Chapter 37 Bioterrorism
2 What are some possible agents that might be used in an attack?
The CDC classifies six pathogens as class A bioterrorism agents: smallpox, plague, botulism, tularemia, viral hemorrhagic fever (VHF), and anthrax. These agents are considered to have the greatest potential for mass casualties, large-scale dissemination, and public panic and social disruption. All of them except VHF have been developed as biological weapons. They are stable in aerosol form and would be most likely delivered in this manner. Most of the civilian population remains susceptible to them, and most cause illnesses not typically seen by providers, causing delayed or missed diagnoses. The major clinical syndromes are summarized in Table 37-1.
3 What are clues to a biological attack?
Recognition of a biological attack may be delayed until patients begin accessing medical care, which may be days to weeks after the event depending on the incubation period of the pathogen (Table 37-1). Features that might suggest a biological attack include the following:
Any unusual increase or clustering of patients being seen with clinical symptoms that suggest an infectious disease outbreak
A suspected or confirmed communicable disease in a nonendemic area, for example, plague in New England
An unusual age distribution of a common disease
An unusual temporal and/or geographic clustering of illness, for example, persons who attended the same ball game or parade
Simultaneous outbreaks in humans and animals (all class A agents with the exception of smallpox infect animals)
An unusual seasonal distribution of illness, for example, influenza-like symptoms in summer
4 What pathogens would present with respiratory failure?
Anthrax: Pneumonic anthrax is caused by the inhalation of the spore form of Bacillus anthracis. It begins as a nonspecific influenza-like illness with fever, cough, malaise, headache, and vomiting. Rapid progression occurs to hemorrhagic mediastinitis, hilar lymph node enlargement, respiratory failure, hemodynamic collapse, and death. Although chest radiographs classically show only a widened mediastinum without pulmonary infiltrates, several of the victims from the anthrax letter attacks in the fall of 2001 did have pulmonary infiltrates and pleural effusions. Bacteremia and meningitis can occur.
Plague: Pneumonic plague, caused by Yersinia pestis, can develop secondarily from bubonic plague via hematogenous dissemination from involved lymph nodes or primarily from inhalation of the plague bacillus. Patients are seen with the sudden onset of headache, fever, shortness of breath, cough, and hemoptysis. Chest radiographs most often reveal bilateral bronchopneumonia. There may be leukocytosis, disseminated intravascular coagulation (DIC), and elevated liver function test results. Rapid progression to respiratory failure and shock ensues.

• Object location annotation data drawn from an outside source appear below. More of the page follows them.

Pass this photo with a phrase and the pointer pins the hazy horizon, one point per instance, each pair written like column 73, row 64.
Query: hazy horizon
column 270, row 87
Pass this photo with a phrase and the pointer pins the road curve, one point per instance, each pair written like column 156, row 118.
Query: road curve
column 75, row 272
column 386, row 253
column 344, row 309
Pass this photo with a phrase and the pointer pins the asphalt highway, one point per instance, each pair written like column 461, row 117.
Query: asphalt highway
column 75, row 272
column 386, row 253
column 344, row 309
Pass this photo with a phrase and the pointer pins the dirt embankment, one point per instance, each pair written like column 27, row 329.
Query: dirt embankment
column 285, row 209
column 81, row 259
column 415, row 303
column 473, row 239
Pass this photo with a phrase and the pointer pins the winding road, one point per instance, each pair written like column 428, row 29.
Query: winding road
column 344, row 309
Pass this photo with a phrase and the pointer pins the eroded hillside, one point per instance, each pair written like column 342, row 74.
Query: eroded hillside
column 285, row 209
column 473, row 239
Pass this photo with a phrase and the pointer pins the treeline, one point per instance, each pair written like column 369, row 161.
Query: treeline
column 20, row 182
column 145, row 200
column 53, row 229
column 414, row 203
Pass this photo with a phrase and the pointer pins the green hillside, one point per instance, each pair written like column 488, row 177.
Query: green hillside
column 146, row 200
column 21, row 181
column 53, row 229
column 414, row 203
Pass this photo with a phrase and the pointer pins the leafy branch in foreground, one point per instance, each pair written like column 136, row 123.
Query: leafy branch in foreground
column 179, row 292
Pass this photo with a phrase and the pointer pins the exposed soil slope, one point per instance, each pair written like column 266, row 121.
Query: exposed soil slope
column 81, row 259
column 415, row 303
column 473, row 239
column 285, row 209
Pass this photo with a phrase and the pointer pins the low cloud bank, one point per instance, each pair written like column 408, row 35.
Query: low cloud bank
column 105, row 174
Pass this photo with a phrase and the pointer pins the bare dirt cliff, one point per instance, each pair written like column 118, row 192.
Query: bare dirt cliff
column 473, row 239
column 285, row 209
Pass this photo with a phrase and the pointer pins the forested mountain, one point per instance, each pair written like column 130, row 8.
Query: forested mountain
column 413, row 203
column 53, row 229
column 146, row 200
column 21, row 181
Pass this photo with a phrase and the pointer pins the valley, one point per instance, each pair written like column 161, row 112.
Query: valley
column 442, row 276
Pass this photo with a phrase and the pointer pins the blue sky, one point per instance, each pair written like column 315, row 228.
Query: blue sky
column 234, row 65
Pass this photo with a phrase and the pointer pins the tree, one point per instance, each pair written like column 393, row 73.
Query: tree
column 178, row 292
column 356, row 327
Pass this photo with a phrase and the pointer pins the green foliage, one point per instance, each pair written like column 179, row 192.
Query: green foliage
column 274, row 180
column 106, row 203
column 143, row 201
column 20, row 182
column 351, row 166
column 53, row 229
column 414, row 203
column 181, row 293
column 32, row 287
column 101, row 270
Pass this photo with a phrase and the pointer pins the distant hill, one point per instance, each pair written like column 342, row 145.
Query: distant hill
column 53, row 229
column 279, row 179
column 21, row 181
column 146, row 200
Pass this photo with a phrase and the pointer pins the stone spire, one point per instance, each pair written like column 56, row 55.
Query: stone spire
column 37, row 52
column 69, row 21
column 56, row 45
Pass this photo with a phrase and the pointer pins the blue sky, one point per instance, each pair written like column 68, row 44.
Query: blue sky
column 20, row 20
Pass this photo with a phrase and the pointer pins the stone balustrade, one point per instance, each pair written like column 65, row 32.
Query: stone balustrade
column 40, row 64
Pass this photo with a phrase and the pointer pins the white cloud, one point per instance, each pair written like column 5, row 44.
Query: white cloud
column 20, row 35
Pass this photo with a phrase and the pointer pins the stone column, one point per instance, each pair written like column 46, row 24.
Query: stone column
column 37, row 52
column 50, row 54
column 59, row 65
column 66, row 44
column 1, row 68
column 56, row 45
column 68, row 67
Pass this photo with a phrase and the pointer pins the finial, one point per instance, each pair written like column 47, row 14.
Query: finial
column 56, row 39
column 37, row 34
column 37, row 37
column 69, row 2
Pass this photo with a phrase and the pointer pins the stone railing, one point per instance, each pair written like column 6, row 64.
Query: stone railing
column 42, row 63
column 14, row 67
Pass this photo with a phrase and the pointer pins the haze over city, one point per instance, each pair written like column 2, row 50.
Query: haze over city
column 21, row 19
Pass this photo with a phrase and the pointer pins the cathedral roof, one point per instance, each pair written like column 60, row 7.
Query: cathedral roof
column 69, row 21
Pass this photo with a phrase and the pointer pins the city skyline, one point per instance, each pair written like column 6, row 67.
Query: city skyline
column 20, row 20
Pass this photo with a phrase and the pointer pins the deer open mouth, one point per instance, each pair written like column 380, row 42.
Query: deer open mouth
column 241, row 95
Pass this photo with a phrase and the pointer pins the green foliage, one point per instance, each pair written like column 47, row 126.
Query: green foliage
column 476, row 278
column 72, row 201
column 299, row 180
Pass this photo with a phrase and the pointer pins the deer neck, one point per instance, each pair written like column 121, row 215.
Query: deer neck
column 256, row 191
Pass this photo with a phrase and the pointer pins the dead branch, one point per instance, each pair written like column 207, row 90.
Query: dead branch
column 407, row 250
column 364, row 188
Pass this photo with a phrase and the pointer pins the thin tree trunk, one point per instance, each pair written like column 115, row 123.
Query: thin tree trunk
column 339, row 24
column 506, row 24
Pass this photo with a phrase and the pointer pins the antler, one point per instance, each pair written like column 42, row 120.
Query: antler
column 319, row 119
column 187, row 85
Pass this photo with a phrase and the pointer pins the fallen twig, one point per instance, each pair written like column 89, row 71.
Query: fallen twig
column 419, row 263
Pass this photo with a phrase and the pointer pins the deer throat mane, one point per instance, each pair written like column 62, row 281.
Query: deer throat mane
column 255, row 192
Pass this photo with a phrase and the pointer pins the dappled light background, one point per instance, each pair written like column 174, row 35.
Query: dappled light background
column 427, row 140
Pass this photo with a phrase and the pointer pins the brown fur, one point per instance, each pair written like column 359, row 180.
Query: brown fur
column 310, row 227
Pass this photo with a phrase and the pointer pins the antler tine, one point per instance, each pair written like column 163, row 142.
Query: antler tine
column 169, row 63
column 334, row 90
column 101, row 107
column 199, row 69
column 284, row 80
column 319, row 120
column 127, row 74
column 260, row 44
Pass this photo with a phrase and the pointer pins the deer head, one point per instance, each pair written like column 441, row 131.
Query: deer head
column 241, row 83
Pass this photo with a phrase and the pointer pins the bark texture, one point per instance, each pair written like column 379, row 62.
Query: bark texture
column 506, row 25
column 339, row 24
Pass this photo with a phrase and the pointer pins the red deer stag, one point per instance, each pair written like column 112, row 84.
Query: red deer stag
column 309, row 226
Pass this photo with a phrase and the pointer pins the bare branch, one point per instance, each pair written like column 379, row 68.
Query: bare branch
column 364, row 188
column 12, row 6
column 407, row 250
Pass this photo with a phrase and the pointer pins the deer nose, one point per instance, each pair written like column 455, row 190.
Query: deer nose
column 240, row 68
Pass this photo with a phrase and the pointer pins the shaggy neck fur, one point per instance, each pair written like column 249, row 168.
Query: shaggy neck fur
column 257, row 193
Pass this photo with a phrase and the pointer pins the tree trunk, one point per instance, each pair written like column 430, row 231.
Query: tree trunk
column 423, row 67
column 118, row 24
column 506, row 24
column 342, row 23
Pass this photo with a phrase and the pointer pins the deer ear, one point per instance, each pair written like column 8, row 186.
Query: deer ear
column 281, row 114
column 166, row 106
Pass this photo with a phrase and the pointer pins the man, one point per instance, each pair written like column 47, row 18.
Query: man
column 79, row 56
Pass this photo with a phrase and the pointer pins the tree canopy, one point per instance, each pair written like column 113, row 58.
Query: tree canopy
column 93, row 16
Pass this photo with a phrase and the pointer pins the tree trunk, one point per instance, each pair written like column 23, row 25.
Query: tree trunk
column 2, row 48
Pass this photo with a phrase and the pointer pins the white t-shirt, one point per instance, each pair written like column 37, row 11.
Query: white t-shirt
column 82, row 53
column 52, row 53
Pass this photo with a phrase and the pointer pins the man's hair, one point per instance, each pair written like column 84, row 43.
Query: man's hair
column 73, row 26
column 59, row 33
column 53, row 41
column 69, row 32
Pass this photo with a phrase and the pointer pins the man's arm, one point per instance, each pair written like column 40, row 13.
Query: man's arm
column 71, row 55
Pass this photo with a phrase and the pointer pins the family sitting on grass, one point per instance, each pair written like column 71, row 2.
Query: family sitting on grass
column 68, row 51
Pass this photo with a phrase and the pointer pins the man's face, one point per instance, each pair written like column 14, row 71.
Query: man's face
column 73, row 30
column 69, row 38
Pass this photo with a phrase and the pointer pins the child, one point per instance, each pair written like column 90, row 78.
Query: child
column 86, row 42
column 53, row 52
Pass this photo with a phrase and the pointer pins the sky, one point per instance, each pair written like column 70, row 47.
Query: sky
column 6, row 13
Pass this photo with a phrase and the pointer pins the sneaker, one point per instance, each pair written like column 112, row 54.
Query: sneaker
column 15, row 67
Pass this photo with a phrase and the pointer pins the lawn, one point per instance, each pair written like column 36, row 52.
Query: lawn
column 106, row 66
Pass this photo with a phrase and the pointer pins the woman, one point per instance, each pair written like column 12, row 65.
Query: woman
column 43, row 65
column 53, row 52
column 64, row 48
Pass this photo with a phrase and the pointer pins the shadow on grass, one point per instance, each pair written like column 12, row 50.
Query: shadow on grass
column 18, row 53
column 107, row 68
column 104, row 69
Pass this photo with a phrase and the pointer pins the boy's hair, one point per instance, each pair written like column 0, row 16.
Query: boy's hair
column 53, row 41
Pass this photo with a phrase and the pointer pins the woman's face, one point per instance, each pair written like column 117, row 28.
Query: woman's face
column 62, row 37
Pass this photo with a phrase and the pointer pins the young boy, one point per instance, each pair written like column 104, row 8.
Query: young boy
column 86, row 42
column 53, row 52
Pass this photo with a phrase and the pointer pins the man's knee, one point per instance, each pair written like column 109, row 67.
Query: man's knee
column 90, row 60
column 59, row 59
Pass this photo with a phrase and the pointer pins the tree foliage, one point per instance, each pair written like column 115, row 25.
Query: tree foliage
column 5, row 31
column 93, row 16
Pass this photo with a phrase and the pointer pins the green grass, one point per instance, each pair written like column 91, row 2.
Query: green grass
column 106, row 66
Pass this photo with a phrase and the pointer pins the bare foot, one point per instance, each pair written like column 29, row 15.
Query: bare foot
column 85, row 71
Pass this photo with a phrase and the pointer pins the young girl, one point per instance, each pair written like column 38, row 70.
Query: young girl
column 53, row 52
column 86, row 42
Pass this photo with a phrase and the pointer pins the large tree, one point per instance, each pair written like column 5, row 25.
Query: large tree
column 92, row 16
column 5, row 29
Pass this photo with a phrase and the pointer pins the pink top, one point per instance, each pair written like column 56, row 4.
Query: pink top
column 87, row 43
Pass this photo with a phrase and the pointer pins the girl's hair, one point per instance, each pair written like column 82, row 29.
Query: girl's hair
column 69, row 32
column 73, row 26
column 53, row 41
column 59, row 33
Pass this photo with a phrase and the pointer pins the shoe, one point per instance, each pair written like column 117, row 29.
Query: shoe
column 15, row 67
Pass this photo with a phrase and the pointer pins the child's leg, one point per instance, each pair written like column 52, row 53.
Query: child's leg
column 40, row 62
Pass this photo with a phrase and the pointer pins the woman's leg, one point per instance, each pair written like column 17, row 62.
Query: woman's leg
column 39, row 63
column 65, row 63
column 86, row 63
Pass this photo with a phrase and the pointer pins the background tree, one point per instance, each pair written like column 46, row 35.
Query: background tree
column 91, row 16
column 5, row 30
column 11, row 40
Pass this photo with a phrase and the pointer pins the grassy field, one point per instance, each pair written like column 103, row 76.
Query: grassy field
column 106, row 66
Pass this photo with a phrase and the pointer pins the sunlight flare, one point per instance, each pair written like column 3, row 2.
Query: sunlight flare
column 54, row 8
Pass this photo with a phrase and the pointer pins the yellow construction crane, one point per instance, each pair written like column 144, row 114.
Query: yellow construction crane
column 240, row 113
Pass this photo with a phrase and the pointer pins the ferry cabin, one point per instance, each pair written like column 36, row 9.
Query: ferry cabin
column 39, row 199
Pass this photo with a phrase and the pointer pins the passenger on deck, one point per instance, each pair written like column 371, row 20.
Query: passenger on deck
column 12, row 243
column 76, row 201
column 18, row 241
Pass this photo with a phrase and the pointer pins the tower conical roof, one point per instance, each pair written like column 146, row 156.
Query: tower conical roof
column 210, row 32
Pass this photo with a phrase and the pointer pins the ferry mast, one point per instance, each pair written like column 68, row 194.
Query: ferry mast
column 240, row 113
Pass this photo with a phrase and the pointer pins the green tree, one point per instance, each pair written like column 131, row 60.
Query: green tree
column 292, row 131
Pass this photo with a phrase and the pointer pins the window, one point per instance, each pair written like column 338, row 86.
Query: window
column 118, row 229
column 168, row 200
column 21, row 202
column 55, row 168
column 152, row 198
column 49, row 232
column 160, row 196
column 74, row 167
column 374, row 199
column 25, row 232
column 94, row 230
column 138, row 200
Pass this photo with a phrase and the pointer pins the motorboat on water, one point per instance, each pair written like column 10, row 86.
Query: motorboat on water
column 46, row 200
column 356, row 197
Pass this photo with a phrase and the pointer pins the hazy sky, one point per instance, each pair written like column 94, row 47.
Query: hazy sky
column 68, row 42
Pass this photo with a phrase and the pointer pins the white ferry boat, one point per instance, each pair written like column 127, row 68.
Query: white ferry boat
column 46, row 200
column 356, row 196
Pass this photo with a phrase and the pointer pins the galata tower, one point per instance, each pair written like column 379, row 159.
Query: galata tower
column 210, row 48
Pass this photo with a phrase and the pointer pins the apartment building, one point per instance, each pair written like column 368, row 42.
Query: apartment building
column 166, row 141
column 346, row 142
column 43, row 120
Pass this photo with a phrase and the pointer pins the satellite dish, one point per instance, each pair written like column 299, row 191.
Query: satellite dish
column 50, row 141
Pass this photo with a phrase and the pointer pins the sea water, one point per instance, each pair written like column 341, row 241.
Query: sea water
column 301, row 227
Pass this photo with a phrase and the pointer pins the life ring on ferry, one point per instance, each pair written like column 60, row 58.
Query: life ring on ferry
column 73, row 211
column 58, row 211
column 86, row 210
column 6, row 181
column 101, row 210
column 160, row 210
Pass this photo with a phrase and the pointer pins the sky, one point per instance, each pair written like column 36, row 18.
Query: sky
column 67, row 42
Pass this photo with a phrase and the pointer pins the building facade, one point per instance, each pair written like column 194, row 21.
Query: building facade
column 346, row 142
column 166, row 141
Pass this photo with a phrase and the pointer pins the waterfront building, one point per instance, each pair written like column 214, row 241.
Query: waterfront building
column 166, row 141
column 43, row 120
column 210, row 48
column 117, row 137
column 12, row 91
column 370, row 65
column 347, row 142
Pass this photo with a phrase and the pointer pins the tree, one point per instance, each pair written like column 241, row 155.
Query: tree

Tularemia: If Francisella tularensis is inhaled, a syndrome similar to community-acquired pneumonia develops with fever, myalgias, headache, pleuritic chest pain, and a dry cough. Concomitant pharyngitis may be present. Some patients demonstrate a pulse-temperature deficit, where an increase in temperature is not accompanied by a relative increase in heart rate. Chest radiographs may have a variety of findings including unilateral or bilateral pneumonia, hilar lymphadenopathy, pleural effusions, and, less often, parenchymal cavitation.
5 What pathogens would present with shock?
Anthrax and plague may present with shock coupled with pneumonia and respiratory failure.
VHF can be caused by a diverse group of RNA viruses including Ebola, Marburg, Lassa fever, and Rift Valley fever from sub-Sahara Africa, in addition to Junin virus, Machupo virus, Guanarito virus, and Sabia virus from South America. These are all capable of causing a wide spectrum of illness ranging from asymptomatic to life threatening. As the name implies, these viruses cause fever and a bleeding diathesis. Patients typically are seen with an acute febrile illness associated with headache, fatigue, myalgias, abdominal pain, diarrhea, rash, pharyngitis, and hypotension. Bleeding can range from mild conjunctival hemorrhage to severe mucocutaneous bleeding. Progression to shock occurs in severe cases, and patients typically die of septic shock rather than blood loss.